I'm planning on getting a Mac Pro with multiple hard drives and was thinking about having a main drive for Leopard and documents, one for music, one for video and another for Windows. I was just curious to see how others have theirs set up and any if there is advice to be shared.
To manage your files anf folders try to use this disk space management soft. Though I'm not sure whether exactly this one will fit...
 
Here's a 2006 Mac Pro speedup...

2.66 quad xeon 2006 model.

DRIVE 1: 750GB Seagate 7200.11 RAID 0 boot (software)
DRIVE 2: 750GB Seagate 7200.11 RAID 0 boot (software)
DRIVE 3: 750GB Seagate 7200.11 Time Machine Backup
DRIVE 4: Empty (will be a PC HD in VMWare/Boot Camp)

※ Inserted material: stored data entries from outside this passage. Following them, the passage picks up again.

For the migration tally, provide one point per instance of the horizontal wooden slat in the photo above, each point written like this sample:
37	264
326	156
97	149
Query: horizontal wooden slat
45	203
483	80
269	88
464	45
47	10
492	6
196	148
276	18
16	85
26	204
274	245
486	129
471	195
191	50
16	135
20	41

People knock the software RAID but it screams. I have no issue with it at all. If you have Seagate SATA drives, be sure to remove the gray jumper on the drive, which limits burst speed to SATA1 speeds (remove them to enable SATA2 - 3.0Gb/s). DO IT.

JP
 
I have 2 WD Raptors in RAID:0 as boot drive. Then I have 2 WD 750 GB backup drives. All the applications are in boot drive.
 
2008 2.8 8 core

Bay 1: 320GB OS+Apps
Bay 2: 1TB Home Directory

Bay 3 and Bay 4 are empty for now, the 30" ACD took there money.


If you have Seagate SATA drives, be sure to remove the gray jumper on the drive, which limits burst speed to SATA1 speeds (remove them to enable SATA2 - 3.0Gb/s). DO IT.

I just picked up the 1TB Seagate today and am now glad I took the time to take that little hard to reach jumper out.